07 de novembro + Nas mãos delas +

A percebi num canto, com vergonha de falar comigo.

- "Diz Marília, o que foi?"

Aflita como ela só, se retorceu e seu olhar falou comigo. Doce respiração. Ofegante e preciptada. Desesperadora.

Entendi e foi assim que ponderei, calculei e enfim, decidi: Darei férias à Marília.

- "Vá Marília, vá. Seu lugar em minha vida é só seu e quando me toma de assalto, imergo nos seus gostos, sonhos e vontades. Deixo que guie minha vida como gosta, bem daquele seu jeito, silencioso e aflito, suspirando, velando seus mortos com a mesma intensidade de quando o luto era recente. E você me suga até o talo, Marília... Vá, está exausta... eu também."

E de longe a outra me olha com sede, com vontade, sorriso malicioso, louca pra se lançar sobre mim e tomar meu corpo inteiro. Julia... Meu Deus! Julia!

Impulsiva, elétrica, falante... poucas palavras, muita ação. Julia não assusta só a mim, mas aos corações que ela vai deixando pelo caminho...

Ela sabe exatamente o que fazer e faz... faz descaradamente... faz e gosta. Faz porque gosta e morre de rir depois do último suspiro. Julia não cansa. Não descansa.

Meus eus conflitantes e a transição me deixando louca! As duas debatendo e disputando um lugar em minha mente...

Marília serena e sóbria, quase desbotada, caindo pelas tabelas, implorando por férias. Julia ativa, saltitante, corada, rindo como só ela, pronta para entrar em ação.

Fico nas mãos delas. Dou minhas mãos para elas. Deixo que se misturem, as duas, inteiras. Deixo que Julia viva e Marília transforme o fato em texto. Deixo que Marília fique quanto tempo quiser, mas admito, é Julia que me dá os melhores dias.

- "Julia, vá com calma. Houve invernos por aqui. Confesso que quando meu eu está tomado por você eu fico mais desperta, mais disposta e intensa, mas calma... Ah, Julia... sei que quando Marília fechar as malas e cruzar a porta você vai mandar tudo as favas e rir de todo esse meu medo e ponderação... e eu vou gostar. Ah, Julia! Amo Marília até o último fio, mas essa sua vivacidade traz a tona o meu lado mais mulher, mais vivo, mais ativo e adoro ficar assim Julia, adoro."

+ De mudança +

Marília faz uma lista de recomendações e entrega o papel para Julia, que olha com respeito, mas não liga. A primeira me olha receosa e reitero: "Vá tranquila querida, vá."
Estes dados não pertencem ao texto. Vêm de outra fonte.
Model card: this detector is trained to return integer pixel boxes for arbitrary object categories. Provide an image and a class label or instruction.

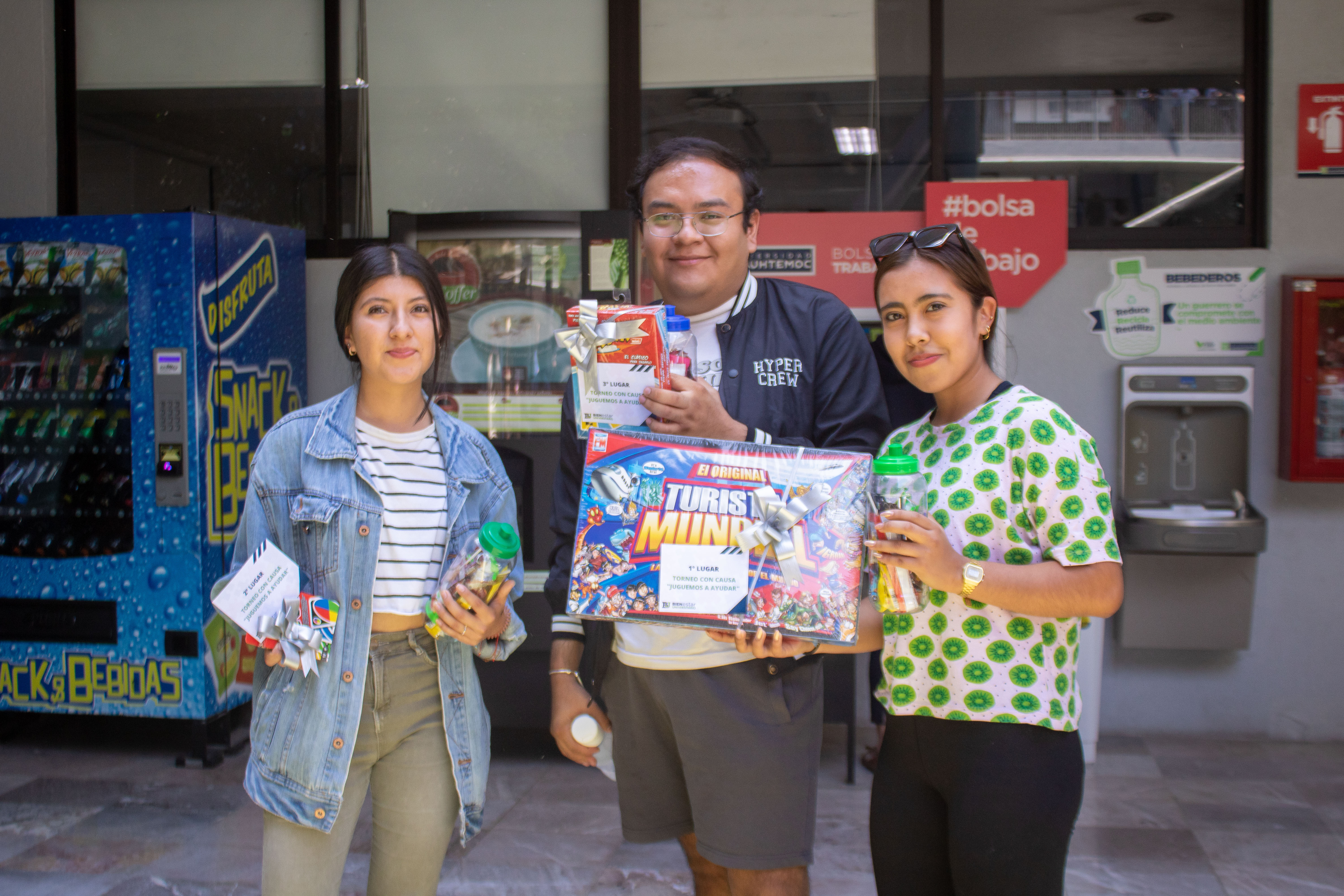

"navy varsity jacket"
[546,278,891,658]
Talvez fosse melhor se Julia ouvisse os conselhos de Marília, mas se Julia ouvisse conselhos não seria Julia.

Sigo acompanhando o movimento das duas... Marília mostra a nova mobília, enquanto Julia se apressa em abrir as cortinhas e janelas.

+ Quanto a mim +

Já sinto saudades dela... sua melancolia, sua oração silenciosa, o zelo aos mortos, a bagunça arrumada... Mas anseio pela vitalidade da outra, o modo como ela põe fogo em minhas ventas, o ar renovado que ela bombeia em meus pulmões... E deixo. Deixo que me tome.

Ela me olha e sem a menor permissão, lentamente, vai trocando os móveis de lugar.

Parada, espero a transição, deixando que decidam qual delas será meu próximo eu e sigo sendo apenas a Camila de sempre, com um pouco das duas por todos os poros.